Factories, live exports and marts don’t do farmers justice
Trust between beef producers and the main processors appears to be at an all-time low. Producers appear to be completely disillusioned with the beef processors regular failure to pay what is considered a fair price.
This begs the question – why keep supplying them?
If, as is alleged by some, our beef factories are controlling prices, or as one politician unfortunately described it as ‘leading an attack on rural Ireland’, then is it not possible for beef producers to organise themselves to process their own beef? They can then pay themselves what they want for the product.
If you do what you have always done, you will get what you’ve always got. Beef producers have a simple choice to make – carry on supplying the processors as they do now (with ongoing bouts of dissatisfaction about the price received) or, alternatively, pledge to be brave, innovative and market led, and process the beef themselves. It seems to work pretty well in the dairy industry despite the volatility of the global market.
It amazes me that the most imaginative alternative to supplying the existing processors we can come up with is the live export of young cattle. While, on the one hand, aggressively promoting our green image and quality food production around the globe, we continue to ship our raw material out of the country allowing other economies to collect the value added. It would be almost comical if it weren’t a national scandal.
Imagine the raised eyebrows if our milk lorries drove direct to the ferry ports so that our milk could be processed in the UK or France creating jobs and value added for those economies instead of our own. Perhaps I am missing something but is this not what our farm organisations are encouraging with beef all the time?

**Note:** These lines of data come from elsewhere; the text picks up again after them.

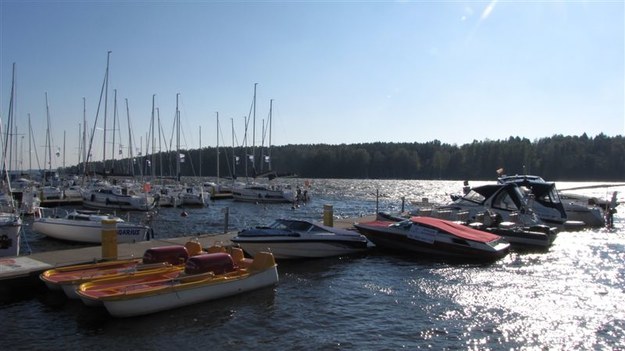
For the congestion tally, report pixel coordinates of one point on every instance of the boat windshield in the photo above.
(473, 196)
(299, 226)
(404, 225)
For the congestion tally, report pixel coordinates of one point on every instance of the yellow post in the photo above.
(109, 239)
(328, 215)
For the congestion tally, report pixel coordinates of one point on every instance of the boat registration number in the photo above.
(422, 234)
(128, 232)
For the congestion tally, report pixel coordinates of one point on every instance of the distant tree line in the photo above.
(563, 158)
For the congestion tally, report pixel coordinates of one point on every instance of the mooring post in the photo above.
(109, 239)
(328, 215)
(226, 218)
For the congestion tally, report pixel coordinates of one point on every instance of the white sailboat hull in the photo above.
(10, 227)
(174, 298)
(87, 232)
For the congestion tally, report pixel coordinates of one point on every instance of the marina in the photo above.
(566, 296)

Is it not a terribly short-sighted solution to a problem that requires a long-term visionary solution? The beef industry must be in an appalling mess, and truly devoid of much strategic thinking if live export is championed as the only alternative to supplying our existing processors.
In addition, our culture of trading animals through our numerous livestock marts seems to be a long way removed from the sophisticated marketing image that we strive to portray. Many customers at the mart are speculating on ‘having a good day’ or ‘making a few pound’ and perhaps not too concerned about satisfying a growing global demand for Irish beef.
For every farmer or dealer who declares a ‘good day at the mart’ it follows that there must be one on the receiving end who is smarting, who feels hard done by, who goes home feeling negative about the industry. The mart culture, while providing a valuable social outlet for many producers, does very little to encourage stable, measurable production systems at farm level. While many dealers and speculators may thrive on the system, I wonder does it ultimately deliver much value added to the small family farm that we are apparently trying to protect?
Nowadays, we have lots of outlets for gambling and speculation in society. If we aspire to having a focussed, consumer driven beef industry, I don’t believe the mart should be among them. I think our industry deserves more respect than that.
Is it naive to visualise all our beef leaving the country in a transparent display package, ready for the supermarket shelf, with a shamrock or other Irish insignia on it? How much value added and job creation would that provide as compared to what we have now?